Building trust free apps in a hostile world

Me

Michael Shaw
50% of Cosmic Teapot
7 years of Scala
Scala, Rust, Swift

Problem

Shipping Files

Shipping Events

Real World (tm)

Reflection

I'm an app developer

Apps need to synchronize data

I don't want to admin servers

I care about user privacy

Problem

Machines sharing a single dataset

Always writable, not always online

Adding a device needs to be fast for 50-300k rows

Cross-platform would be nice

Maybe one "nines"

Mobile devices go places

or they're just off

or out of credit

or using Telstra

We'll have to settle for
strong eventual consistency

and be Available under a Partition (see CAP theorem)

Let me tell you a story

You're a practical developer

You build as little and as fast as possible

You pick a Backend As A Service

Represent your local rows 1-1 in your remote store

Cry when you instantly run out of quota

They're batching your writes, but charging your quota with 1 request per row

Treating initial synchronization like it's a DDOS attack

Cry about how bad their APIs are

Cry when they shut down

Realize you don't have to use them anymore

Go outside and rethink your life choices

Starting over

Batching

1 Local row : 1 Remote row won't work

Record changes and batch in files
(essential state)
Ship files around
Apply changes to a local database
(derived state)

Congratulate yourself
on inventing log shipping

Event Sourcing
if you're a consultant

Shipping Files

Simple Distributed File Store

case class File(
  name:UUID,
  clientId:UUID,
  localCreatedAt:LocalTime,
  data:Array[Byte]
)
case class FileUploaded(name:UUID, serverCreatedAt:ServerTime)

trait FileServer {
  def getSince(time:ServerTime, n:Int) : [File]
  def put(file:File) : FileUploaded
  def delete(name:UUID) : Unit // Chekhov's delete

Upload local files that aren't on the server
Save a FileUploaded record when you upload/download a file
Download new files in ServerTime ascending order for an easier delta

Property test for convergence

property("clients converge") = forAll {
    (client:List[Client]) =>
  val timeAllowed = 5.seconds
  val server = new FileServer()

  def clientsConverged : Bool = {
    clients.zip(clients.drop(1)).forall((l,r) => l.files == r.files)
  }

  while (timeElapsed() < timeAllowed && !clientsConverged) {
    for (client <- clients) {
      for {
        file <- client.unuploadedFiles.headOption
      } {
        client.upload(file, server)
      }
      client.downloadNewFilesFrom(server)
    }
  }

  clientsConverged
}

Improving our tests

Run clients in seperate threads with seperate
server resources
Add configurable simulated error rates + latency
Test against remote backends

Practical Property-Based Testing - Charles O'Farrell

Property Testing Part 1 Part 2

What do we have?

An eventually consistent distributed file store

All living clients will eventually agree upon a set of files

This forms our bedrock layer of synchronization

Only create and delete (no update)

What are we missing?

The ability to do anything but share binary files

We can't even update our binary files

Shipping Events

Events

case class Person(name:String, age:Int)

case class Event[T](
  id:UUID,
  localCreatedAt: LocalTime,
  row:T,
  removed:Bool
)

"removed" denotes deletion, a tombstone

Serialize these in to our files

App Structure

Thanks to our distributed file store we now have an eventually consistent event set :)

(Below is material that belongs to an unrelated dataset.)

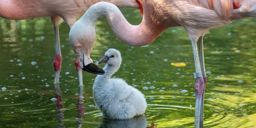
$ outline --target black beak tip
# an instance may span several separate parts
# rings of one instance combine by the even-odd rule
[[[89,63],[86,66],[84,65],[84,67],[82,69],[84,71],[94,74],[103,75],[105,73],[104,70],[99,68],[93,63]]]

That don't arrive in a uniform order across clients :(

Derived State Machine

val peopleTable : Map[UUID, Event[Person]]

We apply rows to our state machine as we get them

def apply(db:Map[UUID, Event[Person]],
          event:Event[Person]) : Map[UUID,Event[Person]]

If we're working locally, intuitively we just replace the old event the new one

But what about events from other clients?

Which #123 do we keep?

Resolution

Always replace the existing one? Clients diverge

We need a merge function

def merge(a:Event[Person], b:Event[Person]) : Event[Person]

Merge must allow

Reordering of events (commutivity)
x • y = y • x
Different batching/grouping (associativity)
( x • y ) • z = x • ( y • z )
Duplicate events (idempotence)
x • x • x = x

All clients must run identical merge functions on local and remote events alike to guarantee convergence.

Binary Functions

Not + - / * or `concat` as they're not idempotent

Max
max(3, max(1, 2)) == max(1, max(1,max(2,3)))
Set Addition
Set(1,2) ++ Set(1,3) == Set(3) ++ Set(1,2) ++ Set(2,3)

Last Writer Wins

Max applied to events

Establish a Total Ordering amongst events

Driven by some form of local time as we must allow immediate writes

case class Event[T](
  id:String,
  localCreatedAt: Event.LocalTime,
  row:T,
  removed:Boolean
)

implicit val personOrdering : Ordering[Person] = Ordering.by { person =>
  (person.name, person.age)
}

val localTimeOnlyOrdering:Ordering[Event[Person]] = Ordering.by { ev =>
  (ev.id, ev.localCreatedAt, ev.row)
}

Using Our Total Ordering

type MergeEvent[T] = (Event[T], Event[T]) => Event[T]

def merge[T](ordering: Ordering[Event[T]]) : MergeF[T] = {
  { (a: Event[T], b:Event[T]) =>
    if (ordering.gt(a,b)) a else b
  }
}

def sample() {
  val mergeF : MergeEvent[Person] = merge(localTimeOnlyOrdering)
  val ev = mergeF(
    Event("123", 12, Person("steve", 25), false),
    Event("123", 14, Person("steve", 26), false)
  )
}

// Event(123,14,Person(steve,26),false)

Extending merge to maps

type EventMap[T] = Map[String, Event[T]]
type MergeMap[T] = (EventMap[T], EventMap[T]) => EventMap[T]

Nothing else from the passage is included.